NLP-enabled Trajectory Map-matching in Urban Road Networks using a Transformer-based Encoder-decoder
Sevin Mohammadi, Andrew W. Smyth
TL;DR
This work reframes trajectory map-matching as a sequence-to-sequence translation task by treating noisy, sparse GPS points as a source sequence and the corresponding road-segment path as a target sequence. It introduces a transformer-based encoder–decoder surrogate that learns context-rich representations of driver behavior, road-network structure, and spatial GPS noise patterns from large-scale trajectories, with grid-based discretization to connect GPS points to candidate road segments.
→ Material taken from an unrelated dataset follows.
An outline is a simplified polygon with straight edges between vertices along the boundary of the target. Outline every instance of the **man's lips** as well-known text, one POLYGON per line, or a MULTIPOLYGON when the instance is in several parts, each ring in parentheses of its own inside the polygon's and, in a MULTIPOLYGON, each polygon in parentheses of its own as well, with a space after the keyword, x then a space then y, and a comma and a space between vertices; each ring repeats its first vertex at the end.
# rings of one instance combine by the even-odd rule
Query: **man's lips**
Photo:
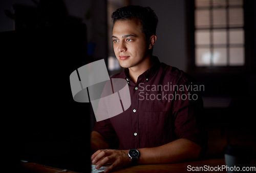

Data augmentation enables evaluation in the absence of plentiful ground-truth in New York City, and the transformer model achieves a leading accuracy of 0.752, BLEU 0.756, and Jaccard 0.781 on synthetic tests, outperforming ST-matching and Leuven-HMM across noise levels. The results demonstrate the feasibility of context-aware, data-driven trajectory map-matching and point toward region- and city-wide trajectory foundation models for scalable urban mobility analytics, with future work on transfer learning and region-specific encoding schemes.
Abstract
Vehicular trajectory data from geolocation telematics is vital for analyzing urban mobility patterns. Map-matching aligns noisy, sparsely sampled GPS trajectories with digital road maps to reconstruct accurate vehicle paths. Traditional methods rely on geometric proximity, topology, and shortest-path heuristics, but they overlook two key factors: (1) drivers may prefer routes based on local road characteristics rather than shortest paths, revealing learnable shared preferences, and (2) GPS noise varies spatially due to multipath effects. These factors can reduce the effectiveness of conventional methods in complex scenarios and increase the effort required for heuristic-based implementations. This study introduces a data-driven, deep learning-based map-matching framework, formulating the task as machine translation, inspired by NLP. Specifically, a transformer-based encoder-decoder model learns contextual representations of noisy GPS points to infer trajectory behavior and road structures in an end-to-end manner. Trained on large-scale trajectory data, the method improves path estimation accuracy. Experiments on synthetic trajectories show that this approach outperforms conventional methods by integrating contextual awareness. Evaluation on real-world GPS traces from Manhattan, New York, achieves 75% accuracy in reconstructing navigated routes. These results highlight the effectiveness of transformers in capturing drivers' trajectory behaviors, spatial dependencies, and noise patterns, offering a scalable, robust solution for map-matching. This work contributes to advancing trajectory-driven foundation models for geospatial modeling and urban mobility applications.